Now in its 17th year, the RIBA Stirling Prize is the UK's most prestigious architecture prize, awarded to the architects of the best new European building built or designed in the UK. The presentation of the RIBA Stirling Prize trophy and £20,000 to Stanton Williams architects took place at a special ceremony this evening (Saturday 13 October) in Manchester, hosted by BBC Radio 4's Mark Lawson.
This is the first time that Stanton Williams has won or been shortlisted for the RIBA Stirling Prize. With the Sainsbury Laboratory they have achieved world-class architecture for world-class science. Set within the University of Cambridge Botanic Gardens the low-rise, collonaded stone and glass building is carefully designed to complement its Grade II listed garden setting. The architects have created an exceptionally stimulating work environment, reinterpreting the tradition of the monastic cloister and collegiate court to create spaces for reflection, debate and collaboration amongst scientists. Next to the laboratory spaces, the architects have designed a stylish new public garden café.
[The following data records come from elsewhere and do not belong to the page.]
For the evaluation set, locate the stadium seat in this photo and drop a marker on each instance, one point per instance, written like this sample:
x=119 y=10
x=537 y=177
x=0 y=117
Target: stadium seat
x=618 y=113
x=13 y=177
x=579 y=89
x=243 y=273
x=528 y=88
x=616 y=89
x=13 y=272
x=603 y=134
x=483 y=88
The RIBA Stirling Prize judges said: The Sainsbury Laboratory is a timeless piece of architecture, sitting within a highly sensitive site, one overlooking the woods where Darwin walked with his tutor and mentor Henslow, discussing the origin of species. In this project Stanton Williams and their landscape architects have created a new landscape, a courtyard which flows out into the botanical gardens. The project is both highly particular and specialised, and at the same time a universal building type, taken to an extraordinary degree of sophistication and beauty.
The project seems simple, and this hides the fact that it was a hugely difficult building to achieve. It needed to provide flexibility for future changes in scientific practice, and it has achieved this brilliantly. The building had to balance openness with stringent requirements for security, which was done by placing the laboratories on the first floor, together with their own meeting places. Public access is on the ground floor in the form of a lecture theatre and meeting rooms, and, importantly, there is a charming café open to the public, which sits between the gardens and the labs private courtyard, and from which one can watch the goings-on within. This forms the buffer between the private and public zones.
The building uses fine materials expertly detailed; and beautifully integrates works of art commissioned from Susanna Herron, William Pye and Norman Ackroyd. The projects profound sustainability is impressive, not only in terms of its excellent energy performance but also in terms of its long term flexibility and adaptability.